Background: Asthma is a highly heterogenous disease with a differentiated response to treatment with inhaled corticosteroids. Airway hyperresponsiveness is a key feature of asthma across disease phenotypes linked to mast cells infiltrating the airwayswhich may respond to inhaled corticosteroids. Methods: The RECONSTRUCT-study was a prospective intervention study with 50 corticosteroid-free patients with Type 2 high or low asthma and airway hyperresponsiveness to mannitol treated for 6 weeks with 1600µg budesonide. Endobronchial cryobiopsies obtained before and after treatment were examined histologically for infiltrating mast cell phenotypes.

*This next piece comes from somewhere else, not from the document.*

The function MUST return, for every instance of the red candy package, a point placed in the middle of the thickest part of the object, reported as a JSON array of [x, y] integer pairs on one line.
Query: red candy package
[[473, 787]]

Results: Airway hyperresponsiveness was comparable at baseline and improved equally with treatment. In patients with Type 2 low asthma there was a reduction in mast cells infiltrating the airway smooth muscle after treatment: mean factor: 0.40 (95% CI: 0.19-0.83, P=0.02) and 0.61 (95% CI: 0.43-0.89. P=0.01) for tryptase and chymase high mast cells, respectively. In patients with Type 2 high asthma, reductions in tryptase and chymase high mast cells were seen only in the subepithelial layer: 0.56 (95% CI: 0.34-0.82, P=0.005) and 0.74 (95% CI: 0.58-0.95, P=0.02), respectively. Conclusions: Airway hyperresponsiveness to mannitol was reduced after treatment with inhaled corticosteroids and was associated with a reduction in infiltrating mast cells in the airway smooth muscle in patients with Type 2 low asthma and in the subepithelial layer in patients with Type 2 high asthma suggesting different underlying steroid sensitive disease drivers among the two phenotypes of asthma.